Financing derives from a mix of philanthropic grants, bilateral donors, multilateral development institutions, and private sector co-investments. Major funders have included the Bill & Melinda Gates Foundation, the Rockefeller Foundation, the United Kingdom's Foreign, Commonwealth and Development Office, and the United States Agency for International Development. Private sector partners range from Bayer and Pannar Seed Company to regional agribusinesses and impact investors tied to entities such as Standard Bank and IFC. Strategic alliances link the body to continental platforms like the African Union Development Agency and research networks such as CGIAR and FAO.
Governance comprises a board with members drawn from African governments, private sector leaders, civil society, and international donors, operating alongside a secretariat based in Nairobi. Leadership figures have included Agnes Kalibata as president, with governance interactions involving entities like the African Union Commission and advisory input from research directors at CIMMYT and ICRISAT. Administrative functions coordinate country offices, program units for seed systems and market development, and monitoring and evaluation teams reporting to international funders such as the World Bank and bilateral agencies.

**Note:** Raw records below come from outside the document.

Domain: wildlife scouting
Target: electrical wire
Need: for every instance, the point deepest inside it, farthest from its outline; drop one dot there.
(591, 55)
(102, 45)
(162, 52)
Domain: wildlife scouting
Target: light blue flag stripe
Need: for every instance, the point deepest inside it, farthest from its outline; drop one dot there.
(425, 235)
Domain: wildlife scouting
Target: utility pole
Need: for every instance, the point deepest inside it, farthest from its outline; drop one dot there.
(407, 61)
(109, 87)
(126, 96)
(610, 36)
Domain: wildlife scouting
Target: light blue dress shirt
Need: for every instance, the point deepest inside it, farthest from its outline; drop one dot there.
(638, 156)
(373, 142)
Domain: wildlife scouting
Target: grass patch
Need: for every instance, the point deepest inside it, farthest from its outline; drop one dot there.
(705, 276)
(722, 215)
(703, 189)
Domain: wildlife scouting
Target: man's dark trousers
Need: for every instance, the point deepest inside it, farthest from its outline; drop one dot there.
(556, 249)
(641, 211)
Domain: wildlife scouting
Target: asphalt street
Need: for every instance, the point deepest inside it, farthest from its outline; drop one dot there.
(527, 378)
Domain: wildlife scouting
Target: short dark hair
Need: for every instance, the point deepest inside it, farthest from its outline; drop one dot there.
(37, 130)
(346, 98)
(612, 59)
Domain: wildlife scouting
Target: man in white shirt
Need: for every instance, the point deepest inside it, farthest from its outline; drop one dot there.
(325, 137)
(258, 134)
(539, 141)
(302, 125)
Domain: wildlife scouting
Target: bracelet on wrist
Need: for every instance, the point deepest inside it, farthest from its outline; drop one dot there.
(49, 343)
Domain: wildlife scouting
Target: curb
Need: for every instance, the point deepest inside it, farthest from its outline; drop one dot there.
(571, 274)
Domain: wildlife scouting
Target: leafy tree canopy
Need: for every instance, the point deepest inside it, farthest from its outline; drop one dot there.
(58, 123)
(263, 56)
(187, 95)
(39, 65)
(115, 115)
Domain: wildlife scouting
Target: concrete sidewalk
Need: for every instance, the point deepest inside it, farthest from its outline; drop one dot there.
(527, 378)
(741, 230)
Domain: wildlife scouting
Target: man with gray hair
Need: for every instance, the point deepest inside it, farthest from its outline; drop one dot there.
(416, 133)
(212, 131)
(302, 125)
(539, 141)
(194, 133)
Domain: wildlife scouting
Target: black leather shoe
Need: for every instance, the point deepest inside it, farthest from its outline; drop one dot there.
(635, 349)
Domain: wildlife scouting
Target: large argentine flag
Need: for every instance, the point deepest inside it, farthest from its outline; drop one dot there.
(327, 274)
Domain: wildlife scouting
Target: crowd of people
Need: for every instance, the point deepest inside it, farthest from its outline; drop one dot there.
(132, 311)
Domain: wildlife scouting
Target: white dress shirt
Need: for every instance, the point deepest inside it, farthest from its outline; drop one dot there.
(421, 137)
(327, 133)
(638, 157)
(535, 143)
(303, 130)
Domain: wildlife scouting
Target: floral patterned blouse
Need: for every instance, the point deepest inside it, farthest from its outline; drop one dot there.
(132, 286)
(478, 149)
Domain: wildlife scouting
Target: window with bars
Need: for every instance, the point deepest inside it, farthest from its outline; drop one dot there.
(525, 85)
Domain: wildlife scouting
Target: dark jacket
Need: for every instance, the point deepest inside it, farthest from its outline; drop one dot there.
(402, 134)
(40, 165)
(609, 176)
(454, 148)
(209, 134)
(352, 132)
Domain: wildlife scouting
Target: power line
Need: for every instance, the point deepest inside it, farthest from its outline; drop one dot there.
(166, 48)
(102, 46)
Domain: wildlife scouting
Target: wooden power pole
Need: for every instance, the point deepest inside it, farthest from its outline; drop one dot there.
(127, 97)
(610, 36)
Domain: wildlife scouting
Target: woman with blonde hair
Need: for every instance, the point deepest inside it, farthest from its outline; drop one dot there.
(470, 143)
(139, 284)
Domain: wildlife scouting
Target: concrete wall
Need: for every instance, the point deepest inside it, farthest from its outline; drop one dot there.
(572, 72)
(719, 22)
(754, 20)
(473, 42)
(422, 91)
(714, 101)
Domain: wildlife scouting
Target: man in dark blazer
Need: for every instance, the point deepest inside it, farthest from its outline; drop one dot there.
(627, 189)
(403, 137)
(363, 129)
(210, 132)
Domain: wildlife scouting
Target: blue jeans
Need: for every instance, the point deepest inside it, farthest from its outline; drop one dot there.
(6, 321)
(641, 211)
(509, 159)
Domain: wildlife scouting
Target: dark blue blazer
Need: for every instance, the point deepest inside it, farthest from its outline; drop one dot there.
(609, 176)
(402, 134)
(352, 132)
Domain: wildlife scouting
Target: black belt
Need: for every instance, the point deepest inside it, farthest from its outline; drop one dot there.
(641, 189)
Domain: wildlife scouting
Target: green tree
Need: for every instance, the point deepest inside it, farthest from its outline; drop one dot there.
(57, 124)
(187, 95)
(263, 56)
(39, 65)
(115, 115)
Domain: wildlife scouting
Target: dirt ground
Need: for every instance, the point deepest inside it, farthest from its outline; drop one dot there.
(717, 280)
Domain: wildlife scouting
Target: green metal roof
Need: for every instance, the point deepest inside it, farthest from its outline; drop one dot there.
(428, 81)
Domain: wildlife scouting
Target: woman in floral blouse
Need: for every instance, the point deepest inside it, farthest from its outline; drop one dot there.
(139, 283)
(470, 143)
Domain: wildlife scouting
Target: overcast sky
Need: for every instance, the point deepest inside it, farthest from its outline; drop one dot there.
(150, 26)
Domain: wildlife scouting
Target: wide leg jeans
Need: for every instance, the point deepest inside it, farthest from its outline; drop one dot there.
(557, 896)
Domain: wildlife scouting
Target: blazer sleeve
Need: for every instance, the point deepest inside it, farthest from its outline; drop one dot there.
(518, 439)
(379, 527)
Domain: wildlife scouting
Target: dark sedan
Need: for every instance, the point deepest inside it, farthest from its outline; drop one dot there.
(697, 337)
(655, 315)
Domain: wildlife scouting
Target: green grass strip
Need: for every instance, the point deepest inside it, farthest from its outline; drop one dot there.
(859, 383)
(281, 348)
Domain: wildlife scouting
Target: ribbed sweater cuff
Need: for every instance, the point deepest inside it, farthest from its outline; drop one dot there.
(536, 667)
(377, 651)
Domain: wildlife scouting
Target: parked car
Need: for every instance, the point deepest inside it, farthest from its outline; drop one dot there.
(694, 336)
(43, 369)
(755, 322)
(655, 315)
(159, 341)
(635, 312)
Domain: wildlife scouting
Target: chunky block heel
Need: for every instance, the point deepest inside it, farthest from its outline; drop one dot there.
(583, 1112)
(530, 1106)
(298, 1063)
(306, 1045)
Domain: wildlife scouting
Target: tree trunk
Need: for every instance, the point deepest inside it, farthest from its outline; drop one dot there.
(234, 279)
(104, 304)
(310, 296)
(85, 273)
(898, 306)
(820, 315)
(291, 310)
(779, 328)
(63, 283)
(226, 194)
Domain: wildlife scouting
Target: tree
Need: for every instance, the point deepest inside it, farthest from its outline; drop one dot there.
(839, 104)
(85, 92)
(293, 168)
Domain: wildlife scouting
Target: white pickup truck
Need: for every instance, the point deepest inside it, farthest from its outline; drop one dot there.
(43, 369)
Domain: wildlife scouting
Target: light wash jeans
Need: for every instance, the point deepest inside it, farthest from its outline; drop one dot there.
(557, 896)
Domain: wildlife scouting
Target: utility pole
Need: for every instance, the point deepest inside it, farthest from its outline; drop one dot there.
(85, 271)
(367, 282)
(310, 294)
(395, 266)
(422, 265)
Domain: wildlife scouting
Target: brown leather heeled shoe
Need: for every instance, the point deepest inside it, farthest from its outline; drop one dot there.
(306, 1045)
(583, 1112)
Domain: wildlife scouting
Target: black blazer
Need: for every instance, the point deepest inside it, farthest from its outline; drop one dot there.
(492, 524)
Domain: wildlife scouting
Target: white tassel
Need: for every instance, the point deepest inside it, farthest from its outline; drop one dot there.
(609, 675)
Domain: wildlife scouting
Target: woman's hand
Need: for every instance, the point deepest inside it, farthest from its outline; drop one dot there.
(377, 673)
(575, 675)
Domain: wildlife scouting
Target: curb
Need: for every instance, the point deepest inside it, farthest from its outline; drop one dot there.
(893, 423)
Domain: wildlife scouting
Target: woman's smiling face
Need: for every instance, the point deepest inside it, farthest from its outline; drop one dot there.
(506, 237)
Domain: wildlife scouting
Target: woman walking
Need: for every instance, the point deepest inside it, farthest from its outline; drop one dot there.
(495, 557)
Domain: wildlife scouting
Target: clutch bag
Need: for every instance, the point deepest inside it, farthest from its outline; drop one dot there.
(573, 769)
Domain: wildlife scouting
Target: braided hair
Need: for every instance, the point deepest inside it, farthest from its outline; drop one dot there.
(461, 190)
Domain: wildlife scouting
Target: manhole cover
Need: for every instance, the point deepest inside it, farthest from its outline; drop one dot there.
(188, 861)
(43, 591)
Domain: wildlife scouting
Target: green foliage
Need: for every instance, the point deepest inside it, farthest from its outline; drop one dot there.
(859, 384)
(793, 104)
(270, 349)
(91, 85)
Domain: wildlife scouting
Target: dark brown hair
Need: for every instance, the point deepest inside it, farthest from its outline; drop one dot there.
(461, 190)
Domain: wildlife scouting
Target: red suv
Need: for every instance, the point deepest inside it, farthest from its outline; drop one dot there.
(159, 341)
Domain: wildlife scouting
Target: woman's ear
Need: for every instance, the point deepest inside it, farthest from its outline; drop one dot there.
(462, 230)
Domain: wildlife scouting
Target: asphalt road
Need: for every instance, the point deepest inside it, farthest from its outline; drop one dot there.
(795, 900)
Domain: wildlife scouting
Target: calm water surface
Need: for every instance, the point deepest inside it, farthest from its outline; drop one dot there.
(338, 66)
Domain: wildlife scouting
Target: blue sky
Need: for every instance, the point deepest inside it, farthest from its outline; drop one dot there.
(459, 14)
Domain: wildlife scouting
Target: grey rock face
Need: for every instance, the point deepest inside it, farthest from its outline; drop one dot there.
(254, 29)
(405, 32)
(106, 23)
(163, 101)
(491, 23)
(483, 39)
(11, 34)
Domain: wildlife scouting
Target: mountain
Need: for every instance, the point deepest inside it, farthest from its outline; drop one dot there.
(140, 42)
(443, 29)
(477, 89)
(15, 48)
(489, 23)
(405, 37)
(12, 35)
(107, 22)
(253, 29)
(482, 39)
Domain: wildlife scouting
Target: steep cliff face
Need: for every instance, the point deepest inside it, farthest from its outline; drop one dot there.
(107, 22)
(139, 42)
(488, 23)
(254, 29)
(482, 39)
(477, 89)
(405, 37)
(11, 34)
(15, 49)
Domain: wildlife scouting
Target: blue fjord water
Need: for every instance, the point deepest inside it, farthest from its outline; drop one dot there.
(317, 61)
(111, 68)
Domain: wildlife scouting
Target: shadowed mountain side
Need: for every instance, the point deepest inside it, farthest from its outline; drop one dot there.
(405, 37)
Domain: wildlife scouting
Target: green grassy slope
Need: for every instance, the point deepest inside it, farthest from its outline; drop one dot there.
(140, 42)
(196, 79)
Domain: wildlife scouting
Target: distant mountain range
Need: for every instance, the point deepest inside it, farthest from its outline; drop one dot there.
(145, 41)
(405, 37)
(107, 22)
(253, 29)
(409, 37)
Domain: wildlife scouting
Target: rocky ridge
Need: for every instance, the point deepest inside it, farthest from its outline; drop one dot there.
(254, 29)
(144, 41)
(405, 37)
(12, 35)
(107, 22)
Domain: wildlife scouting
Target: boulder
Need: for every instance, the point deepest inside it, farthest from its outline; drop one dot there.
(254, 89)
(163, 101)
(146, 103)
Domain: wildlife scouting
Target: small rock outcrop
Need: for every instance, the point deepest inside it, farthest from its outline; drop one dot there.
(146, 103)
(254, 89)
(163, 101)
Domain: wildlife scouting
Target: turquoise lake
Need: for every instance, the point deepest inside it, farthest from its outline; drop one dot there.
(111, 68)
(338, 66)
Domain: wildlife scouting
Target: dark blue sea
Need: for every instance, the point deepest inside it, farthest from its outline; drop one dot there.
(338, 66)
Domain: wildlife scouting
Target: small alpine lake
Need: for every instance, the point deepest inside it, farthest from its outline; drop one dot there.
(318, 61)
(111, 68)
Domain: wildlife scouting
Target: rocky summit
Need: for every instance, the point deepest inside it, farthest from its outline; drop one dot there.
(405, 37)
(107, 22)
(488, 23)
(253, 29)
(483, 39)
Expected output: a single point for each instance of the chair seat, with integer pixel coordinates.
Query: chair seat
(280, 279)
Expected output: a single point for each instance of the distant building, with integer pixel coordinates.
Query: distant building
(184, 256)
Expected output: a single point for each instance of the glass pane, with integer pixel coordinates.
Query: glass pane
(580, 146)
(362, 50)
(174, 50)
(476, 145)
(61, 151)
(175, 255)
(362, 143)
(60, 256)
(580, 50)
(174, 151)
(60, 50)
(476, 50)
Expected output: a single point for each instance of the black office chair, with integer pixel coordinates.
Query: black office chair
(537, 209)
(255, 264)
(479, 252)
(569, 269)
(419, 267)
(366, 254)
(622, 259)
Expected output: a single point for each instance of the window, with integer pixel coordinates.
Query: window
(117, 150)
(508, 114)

Impact analyses cite increases in adoption of improved seed varieties, expanded access to fertilizer and credit, and strengthened private seed sector capacity in countries including Nigeria, Ethiopia, Ghana, and Rwanda. Independent evaluations by research groups at IFPRI and universities such as University of California, Davis and Harvard University have documented mixed outcomes on yield, income, and resilience, noting gains in some value chains and limited effects in others. Criticism has come from scholars and advocacy groups linked to Friends of the Earth and Oxfam who raise concerns about seed sovereignty, dependency on agrochemical firms, and the suitability of hybrid and genetically improved seed strategies for indigenous farming systems studied by experts at MAIZE-related programs and smallholder research networks. Debates engage environmental organizations such as Greenpeace and policy forums like UNCTAD over trade-offs involving biodiversity, agroecology proponents rooted in movements influenced by Via Campesina, and private sector proponents advocating commercialization and scaling.